The conversation advances in a direction I hadn’t prepared for.

“When was the last time you had sexual intercourse?” Sexual intercourse? It always sounds so odd to me – like some kind of board meeting or negotiations with a potential buyer.

“Over a month ago,” I reply. Yes, as long ago as that. Things aren’t really happening down there for me.

Anyway, it moves on to whether it was unprotected etc, etc and before I know it I am up on the leather bed/couch thing, legs akimbo with that awful speculum thing inserted. Doctor is looking down the tunnel, but cannot locate my cervix and is prodding around. And, as with any other internal examination, I’ve ever had there is the inevitable “sorry, I can’t find it. I’m going to have to use a bigger speculum.”

I try to stare at the fluorescent light above my head, but feel like a car being jacked up. More prodding and poking as she takes some swabs – I think I am being tested for all manner of things.

Finally, my airlock closes as I can finally bring my legs together.

“Would you like to have some blood tests for HIV and other STIs?” I suddenly feel like a promiscuous woman in her 20s.
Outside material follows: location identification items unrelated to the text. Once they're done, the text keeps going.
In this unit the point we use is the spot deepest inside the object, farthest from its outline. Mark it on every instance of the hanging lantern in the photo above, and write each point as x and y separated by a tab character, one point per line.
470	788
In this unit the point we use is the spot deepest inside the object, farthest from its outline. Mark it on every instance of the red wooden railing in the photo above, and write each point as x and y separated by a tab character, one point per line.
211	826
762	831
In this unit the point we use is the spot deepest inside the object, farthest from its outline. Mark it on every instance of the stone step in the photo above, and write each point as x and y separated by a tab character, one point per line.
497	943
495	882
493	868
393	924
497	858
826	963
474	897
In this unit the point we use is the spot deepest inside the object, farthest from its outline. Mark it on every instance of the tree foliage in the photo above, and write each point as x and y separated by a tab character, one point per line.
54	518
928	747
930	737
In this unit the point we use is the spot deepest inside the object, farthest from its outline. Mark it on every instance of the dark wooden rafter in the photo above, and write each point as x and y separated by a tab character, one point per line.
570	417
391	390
She also says something about talking to “other partners” if any results are positive.

I open my mouth to say “look, I’ve actually only had sex with one person since 2010. I don’t really see that much action.” But I close it again. What is the point? I feel like I have already disappointed her, the sweet, kind doctor, with the smart blouse and ponytail. Before now I was the stressed and tired single mum with dizzy spells. Now I’m a middle – aged strumpet with a ropey vagina and questionable morals.

I agree to the tests, anyway. Just in case my one sexual partner in the last four years has been secretly seeing more action than I have.